In Brazil, the group even has an official name as part of an income-bracket classification by the government: Class C.
A group of more than 86 million people with earnings averaging about $500 (U.S.) a month, it's the fastest growing income group in Brazil, by a long shot. Class C has grown by about 20 million people in the last two years.
And the newly comfortable in this country have quickly adopted some of the bad habits of the advanced world, including their penchant for consuming on credit.
Now, as the rest of the world looks to the huge pool of consumers in emerging markets as a route to global economic recovery, the credit habits of Brazilians have suddenly become a concern.
While Brazil's economy overall can likely continue growing next year, albeit at a reduced pace, the emerging middle class that the rest of the world hoped would buy their products is succumbing to the global crisis - precisely because it is a crisis of credit, the lifeblood of Brazil's new consumers.
"It's very vulnerable because they were living on credit, and credit has disappeared," said leading Brazilian economist Eliana Cardoso, from the Getulio Vargas Foundation, in an interview.
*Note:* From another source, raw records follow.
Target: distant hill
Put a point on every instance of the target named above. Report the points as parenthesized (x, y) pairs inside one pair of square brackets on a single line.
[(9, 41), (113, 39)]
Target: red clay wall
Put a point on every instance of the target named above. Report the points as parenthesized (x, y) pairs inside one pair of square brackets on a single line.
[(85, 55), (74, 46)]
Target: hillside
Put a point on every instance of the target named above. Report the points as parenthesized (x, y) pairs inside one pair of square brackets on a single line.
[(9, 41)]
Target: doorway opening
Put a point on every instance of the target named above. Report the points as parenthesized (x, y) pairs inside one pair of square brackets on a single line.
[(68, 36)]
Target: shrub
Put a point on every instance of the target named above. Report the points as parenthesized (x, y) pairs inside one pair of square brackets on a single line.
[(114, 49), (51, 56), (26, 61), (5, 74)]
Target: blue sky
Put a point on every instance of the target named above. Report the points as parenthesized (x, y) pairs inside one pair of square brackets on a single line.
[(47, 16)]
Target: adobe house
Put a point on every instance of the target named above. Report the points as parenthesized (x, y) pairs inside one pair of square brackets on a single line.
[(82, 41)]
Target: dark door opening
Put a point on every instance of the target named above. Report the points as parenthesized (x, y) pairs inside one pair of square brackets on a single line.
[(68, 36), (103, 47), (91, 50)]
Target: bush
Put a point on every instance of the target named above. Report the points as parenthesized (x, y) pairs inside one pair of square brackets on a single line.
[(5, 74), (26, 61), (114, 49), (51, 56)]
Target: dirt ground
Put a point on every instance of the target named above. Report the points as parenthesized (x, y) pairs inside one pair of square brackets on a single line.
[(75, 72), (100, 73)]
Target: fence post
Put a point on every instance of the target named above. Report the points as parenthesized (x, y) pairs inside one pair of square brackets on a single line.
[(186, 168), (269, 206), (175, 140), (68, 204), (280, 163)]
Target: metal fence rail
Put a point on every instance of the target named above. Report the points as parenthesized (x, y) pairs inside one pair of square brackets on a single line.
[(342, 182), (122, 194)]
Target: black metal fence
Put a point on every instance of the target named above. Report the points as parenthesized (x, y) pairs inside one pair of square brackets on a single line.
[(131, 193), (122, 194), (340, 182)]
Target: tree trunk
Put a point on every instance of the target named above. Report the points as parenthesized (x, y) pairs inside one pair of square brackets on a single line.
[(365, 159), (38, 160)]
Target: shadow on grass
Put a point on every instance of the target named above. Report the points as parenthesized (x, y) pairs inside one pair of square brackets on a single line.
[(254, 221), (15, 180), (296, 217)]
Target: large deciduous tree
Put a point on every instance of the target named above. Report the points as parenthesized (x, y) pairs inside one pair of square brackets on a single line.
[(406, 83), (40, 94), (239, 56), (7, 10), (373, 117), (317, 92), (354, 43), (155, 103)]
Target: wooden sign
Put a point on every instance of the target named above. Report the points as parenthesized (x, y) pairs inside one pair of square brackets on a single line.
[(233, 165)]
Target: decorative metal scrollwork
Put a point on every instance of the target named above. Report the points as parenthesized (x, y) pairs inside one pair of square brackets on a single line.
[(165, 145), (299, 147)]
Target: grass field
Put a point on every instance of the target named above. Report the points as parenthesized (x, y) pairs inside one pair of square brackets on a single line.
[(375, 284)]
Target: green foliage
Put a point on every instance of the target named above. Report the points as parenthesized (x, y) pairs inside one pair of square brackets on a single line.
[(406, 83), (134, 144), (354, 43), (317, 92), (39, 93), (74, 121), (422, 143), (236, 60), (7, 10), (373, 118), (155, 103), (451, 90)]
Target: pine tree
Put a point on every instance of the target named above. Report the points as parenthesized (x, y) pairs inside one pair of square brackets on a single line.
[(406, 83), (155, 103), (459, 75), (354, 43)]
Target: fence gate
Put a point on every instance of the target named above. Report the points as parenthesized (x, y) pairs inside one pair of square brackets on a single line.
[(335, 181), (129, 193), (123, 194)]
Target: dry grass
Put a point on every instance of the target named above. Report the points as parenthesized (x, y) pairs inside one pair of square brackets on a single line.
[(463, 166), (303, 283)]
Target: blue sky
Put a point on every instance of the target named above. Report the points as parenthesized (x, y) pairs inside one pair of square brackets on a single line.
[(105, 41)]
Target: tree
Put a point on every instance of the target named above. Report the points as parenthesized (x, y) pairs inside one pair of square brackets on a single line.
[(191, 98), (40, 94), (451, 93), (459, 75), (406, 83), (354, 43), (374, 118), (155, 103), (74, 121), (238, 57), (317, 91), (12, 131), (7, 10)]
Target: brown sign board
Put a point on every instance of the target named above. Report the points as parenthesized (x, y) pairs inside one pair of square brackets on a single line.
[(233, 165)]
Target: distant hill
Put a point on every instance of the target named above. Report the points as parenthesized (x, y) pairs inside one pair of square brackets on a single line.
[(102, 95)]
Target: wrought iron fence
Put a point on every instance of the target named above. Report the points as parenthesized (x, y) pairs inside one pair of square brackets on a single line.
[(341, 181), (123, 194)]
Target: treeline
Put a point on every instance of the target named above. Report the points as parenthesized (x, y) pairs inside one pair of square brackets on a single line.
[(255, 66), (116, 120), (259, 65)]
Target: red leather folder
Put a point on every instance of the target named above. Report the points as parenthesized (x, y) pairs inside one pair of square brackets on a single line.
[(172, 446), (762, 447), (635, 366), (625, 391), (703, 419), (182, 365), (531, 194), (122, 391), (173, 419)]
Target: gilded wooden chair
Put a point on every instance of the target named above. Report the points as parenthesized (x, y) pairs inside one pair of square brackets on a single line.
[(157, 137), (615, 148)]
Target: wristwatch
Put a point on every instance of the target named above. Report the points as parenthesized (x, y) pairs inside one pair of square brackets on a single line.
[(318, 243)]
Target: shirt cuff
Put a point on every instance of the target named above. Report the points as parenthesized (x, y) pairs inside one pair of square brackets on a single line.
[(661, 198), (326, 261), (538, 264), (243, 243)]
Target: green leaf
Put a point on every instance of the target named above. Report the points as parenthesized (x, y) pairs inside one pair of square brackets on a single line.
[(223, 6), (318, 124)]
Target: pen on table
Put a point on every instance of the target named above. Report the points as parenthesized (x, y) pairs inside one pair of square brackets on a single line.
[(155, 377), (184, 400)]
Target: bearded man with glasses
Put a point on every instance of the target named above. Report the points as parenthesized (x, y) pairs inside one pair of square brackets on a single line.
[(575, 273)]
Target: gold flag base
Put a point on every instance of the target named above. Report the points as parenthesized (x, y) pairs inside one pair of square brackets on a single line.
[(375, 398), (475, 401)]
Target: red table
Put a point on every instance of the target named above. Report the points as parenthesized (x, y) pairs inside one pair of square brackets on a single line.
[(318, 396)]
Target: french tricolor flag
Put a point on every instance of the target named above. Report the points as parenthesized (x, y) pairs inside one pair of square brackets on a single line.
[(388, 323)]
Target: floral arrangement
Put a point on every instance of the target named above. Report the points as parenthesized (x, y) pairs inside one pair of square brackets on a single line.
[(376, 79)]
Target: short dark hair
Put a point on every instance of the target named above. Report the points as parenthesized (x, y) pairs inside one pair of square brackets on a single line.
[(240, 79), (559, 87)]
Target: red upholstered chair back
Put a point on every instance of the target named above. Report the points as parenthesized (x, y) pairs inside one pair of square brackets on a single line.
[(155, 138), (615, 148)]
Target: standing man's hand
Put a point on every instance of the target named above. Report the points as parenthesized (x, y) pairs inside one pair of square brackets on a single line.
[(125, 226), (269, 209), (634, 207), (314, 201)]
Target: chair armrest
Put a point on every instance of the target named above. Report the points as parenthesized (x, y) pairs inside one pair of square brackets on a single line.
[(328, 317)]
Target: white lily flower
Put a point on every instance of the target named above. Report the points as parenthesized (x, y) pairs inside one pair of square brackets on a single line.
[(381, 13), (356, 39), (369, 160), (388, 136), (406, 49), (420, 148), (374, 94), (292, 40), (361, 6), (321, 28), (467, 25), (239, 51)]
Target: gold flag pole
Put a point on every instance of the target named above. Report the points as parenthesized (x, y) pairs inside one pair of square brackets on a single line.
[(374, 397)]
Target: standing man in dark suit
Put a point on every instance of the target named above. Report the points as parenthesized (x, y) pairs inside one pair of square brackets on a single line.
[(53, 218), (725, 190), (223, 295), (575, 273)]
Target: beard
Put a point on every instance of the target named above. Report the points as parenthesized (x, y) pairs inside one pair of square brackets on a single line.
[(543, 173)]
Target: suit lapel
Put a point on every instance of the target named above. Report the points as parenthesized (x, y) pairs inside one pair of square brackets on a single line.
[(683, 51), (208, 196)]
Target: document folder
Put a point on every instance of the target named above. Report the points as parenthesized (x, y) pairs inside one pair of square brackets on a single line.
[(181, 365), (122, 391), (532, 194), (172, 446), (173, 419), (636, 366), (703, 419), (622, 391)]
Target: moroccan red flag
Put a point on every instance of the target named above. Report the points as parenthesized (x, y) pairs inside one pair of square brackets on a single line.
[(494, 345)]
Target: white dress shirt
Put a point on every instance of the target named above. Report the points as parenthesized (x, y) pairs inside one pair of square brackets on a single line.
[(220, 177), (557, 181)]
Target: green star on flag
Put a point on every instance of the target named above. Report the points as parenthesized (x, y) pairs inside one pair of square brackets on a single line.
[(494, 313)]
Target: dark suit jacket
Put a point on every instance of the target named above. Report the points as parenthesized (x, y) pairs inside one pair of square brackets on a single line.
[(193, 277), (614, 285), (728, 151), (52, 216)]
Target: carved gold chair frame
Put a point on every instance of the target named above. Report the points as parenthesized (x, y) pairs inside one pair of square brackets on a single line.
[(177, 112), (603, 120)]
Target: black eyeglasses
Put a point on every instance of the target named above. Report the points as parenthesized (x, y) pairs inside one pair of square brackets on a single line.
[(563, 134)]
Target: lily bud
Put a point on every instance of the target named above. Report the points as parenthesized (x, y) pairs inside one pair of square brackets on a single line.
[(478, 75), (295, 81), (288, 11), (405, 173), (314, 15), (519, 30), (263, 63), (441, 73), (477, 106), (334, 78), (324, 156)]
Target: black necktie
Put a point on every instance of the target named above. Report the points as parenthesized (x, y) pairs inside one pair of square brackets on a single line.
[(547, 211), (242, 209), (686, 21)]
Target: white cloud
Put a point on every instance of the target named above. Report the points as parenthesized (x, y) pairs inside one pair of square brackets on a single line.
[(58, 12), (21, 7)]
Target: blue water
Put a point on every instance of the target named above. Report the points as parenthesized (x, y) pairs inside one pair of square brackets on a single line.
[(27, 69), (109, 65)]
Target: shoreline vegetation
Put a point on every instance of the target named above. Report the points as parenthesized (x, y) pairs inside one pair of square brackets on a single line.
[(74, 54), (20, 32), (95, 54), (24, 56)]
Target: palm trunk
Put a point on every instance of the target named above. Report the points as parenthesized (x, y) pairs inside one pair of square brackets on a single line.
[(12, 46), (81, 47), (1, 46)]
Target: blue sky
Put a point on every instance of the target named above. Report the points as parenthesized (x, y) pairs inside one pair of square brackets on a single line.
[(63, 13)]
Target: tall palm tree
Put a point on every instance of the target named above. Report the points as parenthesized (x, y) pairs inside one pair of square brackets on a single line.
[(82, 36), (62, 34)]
The personal debt of Class C households has increased about tenfold in 10 years, and these households are now the leading source of borrowing in Brazil, replacing industry. Each Brazilian has an average of three credit cards, with the number of credit cards growing from 199 million in 2000 to 484 million in 2008.
"This increased consumption in Brazil is sailing on a sea of easy credit, part of the worldwide proliferation of financial assets," says economist Norman Gall, executive director of the Fernand Braudel Institute of World Economics, in a recent essay on the roots of the global financial crisis and its effect on Brazil.
For Rita Couto, the credit boom of the past decade has meant good times. She migrated from the dirt-poor north of Brazil about 20 years ago with her children, and moved into the shack her husband had built from scraps in a slum on the edge of Sao Paulo.
Now, thanks to a raise that her factory-worker husband got a few years ago, and careful money management, her house has been reinforced by concrete blocks, covered in stucco, and decorated inside from top to bottom in ceramic tile. Even the ceilings.
She's got a fridge with a freezer, a stove, a television, a CD player, and a new pine cupboard for her dishes. Smaller appliances are all covered lovingly in orange doilies crocheted by Mrs. Couto herself. Her last purchase, that she just finished paying off, was a wardrobe for her bedroom. Next on the list is a washing machine. "Thanks be to God," she says, serving a homemade coconut loaf and freshly squeezed orange juice. "We are much better off now."
Mrs. Couto is one of the 20 million Brazilians who have moved from low-income levels to what is considered middle class - not by Canadian standards, but by the ranking popularized within Brazil.